I Wonder: Are new Statehouse skylights a security risk?

I Wonder: Are new Statehouse skylights a security risk?

Credit: Courtesy Idaho Capital Commission

The wings of the Idaho Statehouse now feature skylights -- placed in the grass of the east and west lawn of the iconic Downtown Boise building


by Don Day KTVB.COM

Bio | Email | Follow: @DonLDay


Posted on October 25, 2009 at 2:56 PM

As I was driving past the reconstruction of the Statehouse, I noticed that in the lawn there seems to be skylights. I wonder why they would put skylights in the lawn? Won't that be a cause of concern for break ins? How safe is that? What happens is someone falls in by accident?

- Sonna via e-mail

The Idaho Statehouse is in the middle of a massive overhaul that is adding a pair of underground wings and revamping the inside of the century-old building.

The large skylights help turn what would otherwise just be known as a basement into a well-lighted space with great views of the Capitol dome and the sky above.

But as Sonna points out, there is something a bit counter-intuitive about putting windows made of glass on the ground. Somehow you conjure up images of spy thriller movies with a crook rappelling into an otherwise secure building.

Gary Daniel with the Idaho Capitol Commission says that idea is far-fetched on many different levels.

"I would share that person's concern if I didn't know the project," he said.

First, the glass is incredibly strong - not something you'd find in your average bedroom window. Daniel said workers actually stood on one pane of glass while installing the next during construction.

"The windows are sturdy and strong - it would take a big rock. It's going to take more than just 250 pound a guy jumping up and down on the glass," he said.

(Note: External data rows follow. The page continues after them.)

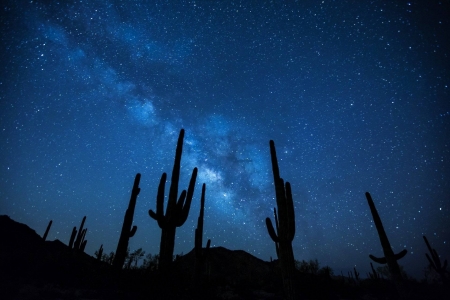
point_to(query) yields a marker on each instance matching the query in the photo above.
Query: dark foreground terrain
(31, 268)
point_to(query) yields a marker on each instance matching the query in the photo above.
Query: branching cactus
(200, 253)
(389, 257)
(285, 227)
(176, 211)
(127, 230)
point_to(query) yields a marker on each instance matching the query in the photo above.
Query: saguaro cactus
(47, 230)
(389, 257)
(200, 253)
(285, 227)
(176, 211)
(435, 262)
(127, 231)
(80, 236)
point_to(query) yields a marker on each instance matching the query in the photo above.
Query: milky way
(355, 96)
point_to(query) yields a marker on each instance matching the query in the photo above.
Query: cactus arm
(401, 254)
(159, 215)
(133, 231)
(380, 260)
(189, 195)
(271, 231)
(290, 212)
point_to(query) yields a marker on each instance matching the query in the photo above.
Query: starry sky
(355, 95)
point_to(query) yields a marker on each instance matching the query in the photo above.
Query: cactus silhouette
(176, 211)
(72, 237)
(47, 230)
(127, 231)
(285, 227)
(99, 253)
(79, 243)
(389, 257)
(435, 262)
(200, 253)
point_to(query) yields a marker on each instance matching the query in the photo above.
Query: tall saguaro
(176, 211)
(285, 224)
(127, 231)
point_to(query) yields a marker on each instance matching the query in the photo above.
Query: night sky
(355, 94)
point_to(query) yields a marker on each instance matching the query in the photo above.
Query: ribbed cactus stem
(200, 253)
(285, 225)
(72, 237)
(47, 230)
(80, 235)
(127, 229)
(100, 252)
(177, 211)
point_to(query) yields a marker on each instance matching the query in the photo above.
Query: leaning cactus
(176, 211)
(127, 231)
(389, 257)
(47, 230)
(285, 229)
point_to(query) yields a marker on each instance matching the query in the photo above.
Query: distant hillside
(31, 268)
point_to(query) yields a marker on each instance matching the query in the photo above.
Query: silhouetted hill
(31, 268)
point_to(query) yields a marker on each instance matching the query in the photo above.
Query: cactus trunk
(285, 226)
(127, 230)
(176, 211)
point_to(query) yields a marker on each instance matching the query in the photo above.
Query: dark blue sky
(355, 95)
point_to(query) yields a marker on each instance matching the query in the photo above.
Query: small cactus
(127, 231)
(200, 253)
(47, 230)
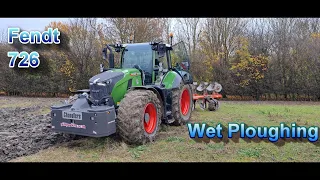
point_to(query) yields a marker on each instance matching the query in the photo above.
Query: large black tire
(181, 117)
(131, 113)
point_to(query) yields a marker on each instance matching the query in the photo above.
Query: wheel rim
(150, 118)
(185, 102)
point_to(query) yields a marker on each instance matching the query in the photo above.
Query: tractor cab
(152, 59)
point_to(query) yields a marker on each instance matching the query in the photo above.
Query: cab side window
(163, 62)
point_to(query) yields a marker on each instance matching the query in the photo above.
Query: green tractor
(134, 99)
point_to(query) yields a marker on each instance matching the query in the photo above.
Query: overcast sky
(28, 24)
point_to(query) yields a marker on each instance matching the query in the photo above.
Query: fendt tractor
(134, 99)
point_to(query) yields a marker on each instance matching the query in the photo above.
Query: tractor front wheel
(139, 117)
(182, 104)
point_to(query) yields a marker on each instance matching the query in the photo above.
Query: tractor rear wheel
(139, 117)
(182, 103)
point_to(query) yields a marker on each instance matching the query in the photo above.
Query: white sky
(28, 24)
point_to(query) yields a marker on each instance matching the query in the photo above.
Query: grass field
(175, 145)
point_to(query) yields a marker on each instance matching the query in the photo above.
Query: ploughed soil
(25, 126)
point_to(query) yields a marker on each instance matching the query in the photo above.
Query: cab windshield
(138, 54)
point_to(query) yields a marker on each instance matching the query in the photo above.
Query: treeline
(253, 58)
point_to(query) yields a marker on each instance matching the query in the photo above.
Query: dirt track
(25, 130)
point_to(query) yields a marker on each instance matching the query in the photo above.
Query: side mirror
(104, 53)
(110, 56)
(156, 68)
(161, 50)
(111, 60)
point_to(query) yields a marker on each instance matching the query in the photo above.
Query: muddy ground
(25, 127)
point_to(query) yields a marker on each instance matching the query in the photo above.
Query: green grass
(175, 145)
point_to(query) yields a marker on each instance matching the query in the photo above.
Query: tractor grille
(98, 91)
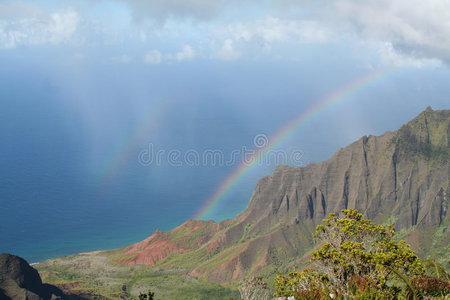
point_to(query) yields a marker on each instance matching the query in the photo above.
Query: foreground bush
(360, 260)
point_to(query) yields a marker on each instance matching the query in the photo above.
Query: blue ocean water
(71, 134)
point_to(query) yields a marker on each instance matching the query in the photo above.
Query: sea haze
(72, 131)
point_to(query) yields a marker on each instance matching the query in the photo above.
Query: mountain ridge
(401, 177)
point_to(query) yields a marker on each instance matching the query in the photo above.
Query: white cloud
(122, 59)
(160, 10)
(273, 29)
(186, 53)
(391, 57)
(153, 57)
(41, 29)
(415, 28)
(227, 51)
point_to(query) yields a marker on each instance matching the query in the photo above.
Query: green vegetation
(94, 274)
(360, 260)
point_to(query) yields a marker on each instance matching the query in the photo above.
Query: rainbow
(343, 93)
(127, 147)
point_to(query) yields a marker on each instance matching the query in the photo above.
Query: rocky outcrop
(20, 281)
(401, 177)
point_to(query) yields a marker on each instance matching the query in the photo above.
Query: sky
(88, 86)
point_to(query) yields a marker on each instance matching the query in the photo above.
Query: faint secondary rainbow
(127, 148)
(341, 94)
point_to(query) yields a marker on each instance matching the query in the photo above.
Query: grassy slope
(98, 275)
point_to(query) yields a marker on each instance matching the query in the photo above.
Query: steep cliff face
(18, 280)
(401, 177)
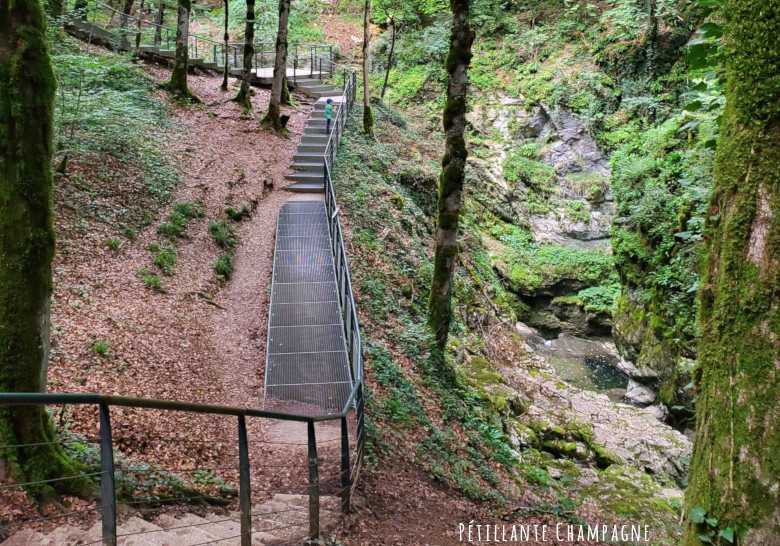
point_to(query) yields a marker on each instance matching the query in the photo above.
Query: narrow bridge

Next, getting to the skylights won't be an easy task. They are ringed by an iron barrier and shrubbery - meaning you can't just stroll up to the skylights and reenact a scene out of Mission: Impossible. You'd have to get over both barriers to even get on top the glass.

But the biggest barrier of all isn't made of iron and shrubs it's made of flesh and bones.

"They would be tackled by a staff --I'm not at liberty to say how many - but a significant security staff," Daniel said.

Daniel says security staff patrols the Capitol Mall at all hours of the day, and a myriad of security cameras also keeps a watchful eye.

The restoration project is scheduled to be wrapped up late this year, in time for the 2010 legislative session to begin.